There’s a song I like to listen to called “Let’s hurt tonight” by OneRepublic. (Still one of my favorite bands. Judge me.)
It talks about a couple who comes home “worn to the bones” after a long day and the argument that ensues between them. The crescendo of the chorus goes, “Don’t walk away, don’t roll your eyes, they say love is pain, well darling, let’s hurt tonight.”
While I obviously don’t believe that “love is pain”, the premise of the song is powerful. We’re mad at each other, it hurts to talk to one another, but it doesn’t matter-we’re going to work this out. Regardless of how much this situation might suck right now- I still choose you. I choose to work this out until it’s fixed. If this pain and heartache is what it takes to get this fixed, then I’m going to embrace it because you matter more than the pain.

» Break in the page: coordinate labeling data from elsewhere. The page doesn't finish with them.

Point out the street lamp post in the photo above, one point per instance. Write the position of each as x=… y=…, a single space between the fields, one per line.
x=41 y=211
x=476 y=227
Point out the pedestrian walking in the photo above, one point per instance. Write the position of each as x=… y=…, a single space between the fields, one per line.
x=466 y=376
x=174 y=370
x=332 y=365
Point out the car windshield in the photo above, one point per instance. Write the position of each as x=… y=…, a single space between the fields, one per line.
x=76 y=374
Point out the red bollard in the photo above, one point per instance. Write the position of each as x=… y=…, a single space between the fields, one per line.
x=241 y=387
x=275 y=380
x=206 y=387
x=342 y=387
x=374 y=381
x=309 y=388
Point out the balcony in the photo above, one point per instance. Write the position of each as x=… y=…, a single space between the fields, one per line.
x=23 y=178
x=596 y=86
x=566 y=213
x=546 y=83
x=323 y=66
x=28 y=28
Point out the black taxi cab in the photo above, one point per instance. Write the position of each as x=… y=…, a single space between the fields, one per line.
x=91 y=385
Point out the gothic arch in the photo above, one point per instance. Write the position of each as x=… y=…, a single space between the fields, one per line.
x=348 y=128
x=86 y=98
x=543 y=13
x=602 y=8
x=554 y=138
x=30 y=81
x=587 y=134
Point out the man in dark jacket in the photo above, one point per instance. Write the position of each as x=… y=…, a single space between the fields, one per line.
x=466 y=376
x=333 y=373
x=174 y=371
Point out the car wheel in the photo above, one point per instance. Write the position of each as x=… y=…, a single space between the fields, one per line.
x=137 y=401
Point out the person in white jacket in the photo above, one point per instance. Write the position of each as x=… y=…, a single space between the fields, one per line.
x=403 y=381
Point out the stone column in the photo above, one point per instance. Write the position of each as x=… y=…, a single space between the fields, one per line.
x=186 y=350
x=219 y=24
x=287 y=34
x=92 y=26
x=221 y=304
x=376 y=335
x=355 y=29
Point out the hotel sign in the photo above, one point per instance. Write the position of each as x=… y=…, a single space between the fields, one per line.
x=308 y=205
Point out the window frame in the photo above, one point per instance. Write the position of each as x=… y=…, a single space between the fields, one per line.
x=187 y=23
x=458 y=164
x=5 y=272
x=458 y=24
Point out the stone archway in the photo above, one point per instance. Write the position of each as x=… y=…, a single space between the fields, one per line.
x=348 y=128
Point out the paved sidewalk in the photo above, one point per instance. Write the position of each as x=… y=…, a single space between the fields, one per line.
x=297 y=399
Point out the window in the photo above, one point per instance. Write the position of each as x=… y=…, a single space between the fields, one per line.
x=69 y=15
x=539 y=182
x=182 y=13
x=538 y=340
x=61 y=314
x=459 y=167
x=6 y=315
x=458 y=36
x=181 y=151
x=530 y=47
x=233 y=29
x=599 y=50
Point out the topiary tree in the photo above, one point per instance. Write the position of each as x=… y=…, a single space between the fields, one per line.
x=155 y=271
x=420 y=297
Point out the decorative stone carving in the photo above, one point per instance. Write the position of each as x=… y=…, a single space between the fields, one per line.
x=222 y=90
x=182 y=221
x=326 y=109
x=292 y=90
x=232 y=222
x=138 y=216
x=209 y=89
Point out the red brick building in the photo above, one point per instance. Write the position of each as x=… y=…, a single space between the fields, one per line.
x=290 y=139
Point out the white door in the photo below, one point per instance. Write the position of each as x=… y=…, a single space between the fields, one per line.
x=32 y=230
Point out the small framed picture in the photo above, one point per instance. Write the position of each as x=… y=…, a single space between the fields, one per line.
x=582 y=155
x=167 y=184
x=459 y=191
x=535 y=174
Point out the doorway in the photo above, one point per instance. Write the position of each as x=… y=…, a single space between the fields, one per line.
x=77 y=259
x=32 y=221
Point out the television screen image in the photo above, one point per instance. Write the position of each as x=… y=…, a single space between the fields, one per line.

Hannah and I are only three years into our lives together. They’ve been a great three years. Ups and downs for sure, but great overall. This is still only the beginning, and our first little one is on the way, due in June. So I know that there will come many nights when I come home “worn to the bones” just like she will be after a day of mothering… And in those moments when we’re both tired and frustrated- we’re going to work it out. We’ll both have valid frustrations, and we’ll both try and possibly fail at being understanding, and when that happens, we will choose to stay with one another and work it out.
I don’t know the fullness of what the future holds, but it’s going to be great going through it all with my wife at my side. She’s exactly the one who I want to share this life with.
Happy three years babe. I love seeing our growth and look forward to so many more years of being with you. Growing, learning, and loving each other more and more each day.